The purpose of this structure is to perform better grouping, therefore with the data in this format I can make the groups according to the type of visa, the mode of arrival or even by the state of arrival. 
 
These possibilities allow the profile of immigrants arriving in each region to be well explored, in this way the objective is to better understand these profiles to improve public policies according to the needs of each state. For example, when a state brings few tourists, it may be interesting to see if there is room for more tourism in that region. Another option is to check if a region receives many immigrants who enter the country to work, this may indicate that there are areas in the country that can be better supported.
 
The Spark is already used in the project, but the Airflow can be an important addition to allow regulation of tasks according to a scheduler and make the process more agile and automatic without losing control of the steps.
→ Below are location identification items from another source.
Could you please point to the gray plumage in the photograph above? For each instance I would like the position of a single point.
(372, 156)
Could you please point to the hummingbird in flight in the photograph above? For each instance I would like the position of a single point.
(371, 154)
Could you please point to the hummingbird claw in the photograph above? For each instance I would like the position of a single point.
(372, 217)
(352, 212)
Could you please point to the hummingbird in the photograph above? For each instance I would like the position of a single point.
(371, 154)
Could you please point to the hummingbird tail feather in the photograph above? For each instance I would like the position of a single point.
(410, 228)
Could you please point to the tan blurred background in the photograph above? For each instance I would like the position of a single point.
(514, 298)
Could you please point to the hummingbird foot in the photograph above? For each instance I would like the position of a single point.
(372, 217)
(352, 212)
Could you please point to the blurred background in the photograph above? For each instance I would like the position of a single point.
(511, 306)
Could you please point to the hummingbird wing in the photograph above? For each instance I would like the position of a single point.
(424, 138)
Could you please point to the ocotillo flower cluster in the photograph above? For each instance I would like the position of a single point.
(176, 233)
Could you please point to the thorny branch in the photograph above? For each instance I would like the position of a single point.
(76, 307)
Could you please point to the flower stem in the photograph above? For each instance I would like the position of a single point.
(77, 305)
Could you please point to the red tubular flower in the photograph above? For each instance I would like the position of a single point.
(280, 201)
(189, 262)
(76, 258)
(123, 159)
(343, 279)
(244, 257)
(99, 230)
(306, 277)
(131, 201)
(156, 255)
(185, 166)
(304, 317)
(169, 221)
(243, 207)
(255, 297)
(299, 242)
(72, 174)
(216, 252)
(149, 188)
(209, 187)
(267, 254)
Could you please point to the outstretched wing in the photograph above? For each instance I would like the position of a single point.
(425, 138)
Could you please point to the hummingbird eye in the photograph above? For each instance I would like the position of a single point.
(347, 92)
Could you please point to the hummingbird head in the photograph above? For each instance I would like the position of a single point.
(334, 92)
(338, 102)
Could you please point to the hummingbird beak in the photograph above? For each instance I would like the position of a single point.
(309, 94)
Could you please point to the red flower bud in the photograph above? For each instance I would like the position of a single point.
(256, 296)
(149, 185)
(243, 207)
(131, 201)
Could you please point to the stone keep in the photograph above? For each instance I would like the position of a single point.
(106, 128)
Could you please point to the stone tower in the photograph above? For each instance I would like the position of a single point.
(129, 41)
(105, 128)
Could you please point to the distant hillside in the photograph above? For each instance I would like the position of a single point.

- If the data was increased by 100x.

A good alternative, in case the data increased a lot, would be to process the data in smaller chunks that can run in parallel to make the process faster and more efficient.

- If the pipelines were run on a daily basis by 7am.

The Airflow easily allows you to add this option to define a scheduler that can allow the data to search every day if there is new data to process.

- If the database needed to be accessed by 100+ people.

The idea is for these data to be available in a database, so one of the steps defined in the Airflow would be to insert the data into the database to become available.